Concept art, whether in the automotive or yachting industry, is not always meant to become reality. Its goal is to inspire, to motivate and to push the boundaries of what could be possible, if only in theory.
One such concept is Bolla, from Italian design studio BFMV. Unveiled in 2015 and awarded bronze in the yacht and marine vessels category at the A’Design Awards of that same year, it remains, to this day, one of the most outrageous and striking superyacht concepts. It’s also the materialization of a billionaire’s wild dream.
The idea for Bolla was to create a superyacht that would reconnect the owner and guests with nature. Its inspiration was bubbles, hence the name (Bolla means “bubble” in Italian) and the strange design. As you look at this concept, you’re supposed to see a bubble right before it bursts, at its moment of glory that can never be replicated again.
Bolla is, without a doubt, a beautiful construction, even if it will never leave the page. Its silhouette is both pure and instantly memorable, thanks to spherical bubble body sitting in the center of the symmetric superstructure. It is likewise dotted with glazing, further driving home comparisons with bubbles that are about to pop.
“The concept was born by drawing a line on the horizon of the sea, this differentiating what is above the surface, air and what is below, the water,” the designers explain. “From the desire to combine ideally these two worlds, which are symbolized by two elements, air and water, we used a chemical composition through which when water and air come in contact, they create a bubble.”
The owner of this 65-meter (213-foot) superyacht would be a man born in Tuscany, from a wealthy family that owned land and cultivated wine. Because of this, Bolla brings together two other seemingly-opposed concepts: a bubble of wine and the owner’s love of diving. He would commission this superyacht when, after years of hard work and amassing a fortune, he realized he had no time left to pursue his passions. Bolla would be his ticket to freedom.
(For the sake of clarity, this is a fictional owner the designers are talking about, much like Bolla itself.)
The idea is simple: BFMV set out to design a superyacht that would best represent a bursting bubble. And they were successful at that.
Yet Bolla stands out for other things, as well. For instance, the bubble in the center hosts an actual vegetable garden slash greenhouse. The large windows serve to let in all the natural light the plants and trees need, while the greenery filters the heat.
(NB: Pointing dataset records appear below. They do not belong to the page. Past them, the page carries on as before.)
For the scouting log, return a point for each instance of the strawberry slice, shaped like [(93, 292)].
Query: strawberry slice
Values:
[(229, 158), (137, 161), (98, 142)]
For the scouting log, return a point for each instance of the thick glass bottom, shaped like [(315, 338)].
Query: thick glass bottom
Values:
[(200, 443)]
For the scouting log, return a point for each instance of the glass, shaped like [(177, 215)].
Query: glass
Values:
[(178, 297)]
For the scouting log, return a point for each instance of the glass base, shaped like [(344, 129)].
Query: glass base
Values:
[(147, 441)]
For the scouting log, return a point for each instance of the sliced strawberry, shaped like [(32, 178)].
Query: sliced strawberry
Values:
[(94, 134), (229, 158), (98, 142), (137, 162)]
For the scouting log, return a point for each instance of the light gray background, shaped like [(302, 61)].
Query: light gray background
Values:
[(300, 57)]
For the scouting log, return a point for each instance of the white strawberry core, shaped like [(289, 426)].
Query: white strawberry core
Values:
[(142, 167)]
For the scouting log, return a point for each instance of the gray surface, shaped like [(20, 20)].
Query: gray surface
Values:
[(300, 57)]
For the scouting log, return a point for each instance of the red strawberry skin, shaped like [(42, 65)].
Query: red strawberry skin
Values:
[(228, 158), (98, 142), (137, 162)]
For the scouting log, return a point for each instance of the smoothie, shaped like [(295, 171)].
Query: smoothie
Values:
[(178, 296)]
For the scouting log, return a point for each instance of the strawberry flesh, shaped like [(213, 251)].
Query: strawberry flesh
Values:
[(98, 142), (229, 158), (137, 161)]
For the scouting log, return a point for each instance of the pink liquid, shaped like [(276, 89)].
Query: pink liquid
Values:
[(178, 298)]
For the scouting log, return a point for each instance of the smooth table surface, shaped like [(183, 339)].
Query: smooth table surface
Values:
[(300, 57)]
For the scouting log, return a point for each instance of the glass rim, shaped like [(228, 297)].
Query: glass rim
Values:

“The large opening to the outside allows the interior environment to merge with the sea as if there was not a real border between what is inside and what is outside,” the designers say. “A single shell to create continuity.”
Also on board would be a dive center and, presumably, all the gear and watertoys that hypothetical billionaire would ever need to further explore this hobby of his. The designers never got into specifics, like propulsion system, range or estimated cost for such a vessel, but they did say it would come with a superyacht tender that would be a perfect match in terms of design.
Given the scarcity of details, one could assume that, with the focus on letting nature in and on being one with the sea, Bolla could only use green energy to move around and have a reduced footprint. This could include anything from using solar power to recycled and recyclable materials for the finishes and furnishings.
After all, carrying a giant garden on deck in the name of “nature” and leaving a trail of pollution behind at the same time would be the height of hypocrisy. No one likes hypocrisy in billionaires, even if they’re fictional.
Jokes aside, Bolla is a beautiful exercise in yacht design, a study into how one could materialize something as ephemeral as a bubble.